KYANIKA – Cargo trucks from Uganda have been blocked from crossing into Rwanda at Kyanika border shared by Uganda and Rwanda to pave the way for the upgrade of the one-stop border post, the Rwanda Revenue Authority (RRA) has said.
The Rwandan taxman, in a letter addressed to the Commissioner for Customs at Uganda Revenue Authority (URA) on Wednesday, February 27, said heavy trucks would be diverted to other border crossings.
“We are considering reducing the traffic of heavy trucks to allow completion of the OSBP infrastructure,” read, in part, the letter signed by Ms. Rosine Uwamariya, the Commissioner for Customs at RRA.
“In view of the above, Rwanda Revenue Authority would like to inform you that with effect from February 28, all heavy trucks carrying goods destined and those transiting via Gatuna shall be temporarily diverted from using Gatuna Border Post to Kagitumba/Mirama Hills border posts,” she added.
Social media uproar
However, the announcement followed complaints on social media of stranded citizens and truck drivers.
“Why are our goods being stopped from entering Rwanda? Our friendship still stands,” Aaron Ainomugisha posted on Twitter.
For ordinary citizens, the deteriorating diplomatic relations between Rwanda and Uganda, that has largely remained at the top, seemed to have moved to the grassroots, interrupting their lives.
Both Kampala and Kigali accuse each other of espionage.

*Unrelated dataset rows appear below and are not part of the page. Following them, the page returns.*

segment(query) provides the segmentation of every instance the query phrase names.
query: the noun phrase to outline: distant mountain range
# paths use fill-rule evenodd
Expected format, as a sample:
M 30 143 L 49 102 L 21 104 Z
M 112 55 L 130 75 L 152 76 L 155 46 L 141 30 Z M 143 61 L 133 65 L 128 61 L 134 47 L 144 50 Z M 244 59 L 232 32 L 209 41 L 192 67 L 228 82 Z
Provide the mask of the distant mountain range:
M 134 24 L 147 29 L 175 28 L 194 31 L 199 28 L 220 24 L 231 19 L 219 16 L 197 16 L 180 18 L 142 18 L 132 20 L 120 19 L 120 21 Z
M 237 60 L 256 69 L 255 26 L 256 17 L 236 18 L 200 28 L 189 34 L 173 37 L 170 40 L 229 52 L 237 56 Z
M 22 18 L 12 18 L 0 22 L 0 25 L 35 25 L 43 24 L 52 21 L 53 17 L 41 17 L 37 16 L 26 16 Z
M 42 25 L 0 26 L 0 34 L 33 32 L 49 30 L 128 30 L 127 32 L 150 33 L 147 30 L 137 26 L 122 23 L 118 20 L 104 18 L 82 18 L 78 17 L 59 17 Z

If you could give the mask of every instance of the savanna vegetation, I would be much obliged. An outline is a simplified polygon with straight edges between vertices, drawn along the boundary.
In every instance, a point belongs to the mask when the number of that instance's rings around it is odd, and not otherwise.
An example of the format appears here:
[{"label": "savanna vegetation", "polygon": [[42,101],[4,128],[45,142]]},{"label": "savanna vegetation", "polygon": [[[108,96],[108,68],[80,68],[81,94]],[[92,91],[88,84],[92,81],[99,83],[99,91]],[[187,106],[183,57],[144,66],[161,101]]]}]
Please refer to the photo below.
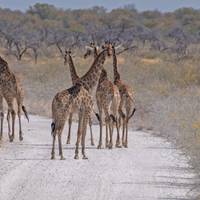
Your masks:
[{"label": "savanna vegetation", "polygon": [[[83,74],[92,63],[83,58],[85,45],[105,40],[127,49],[118,65],[136,94],[133,127],[172,141],[200,172],[200,10],[64,10],[39,3],[26,12],[0,9],[1,55],[21,77],[33,114],[50,116],[54,94],[71,86],[64,50],[72,49]],[[107,60],[112,79],[111,65]]]}]

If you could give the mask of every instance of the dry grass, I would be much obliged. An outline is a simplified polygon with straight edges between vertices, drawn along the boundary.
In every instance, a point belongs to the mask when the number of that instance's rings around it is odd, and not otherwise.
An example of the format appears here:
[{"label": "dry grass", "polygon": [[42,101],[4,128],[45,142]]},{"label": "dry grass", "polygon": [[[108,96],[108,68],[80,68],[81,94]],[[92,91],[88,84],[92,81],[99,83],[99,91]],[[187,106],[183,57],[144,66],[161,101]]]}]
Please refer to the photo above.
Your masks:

“But this madness between Rwanda and Uganda must stop. My family from the other side has been blocked from coming to Uganda for our sister’s marriage ceremonies!,” tweeted Agather Atuhaire, before posing: “How can both be oblivious of or ignore the fact that there are people with families both sides?!”
Kigali accuses Kampala of harassing its nationals through arrests and torture and has been advising Rwandans to restrict their travel to Uganda.
On the other hand, Kampala denies, claiming those detained are individuals suspected of spying.
In a recent exclusive interview with The East African, president Kagame had expressed disappointment over the bad blood between the two nations which share a long history of cordial ties.
“It is very intriguing to find that, even with that history and a good foundation, we have something like this going on,” Mr. Kagame said; adding: “It is hard to just put it in one word, or even in a few words. All I can say is that it’s a matter that can be resolved… that must be resolved. Because the alternative is not something that we should even be thinking about, or entertaining.”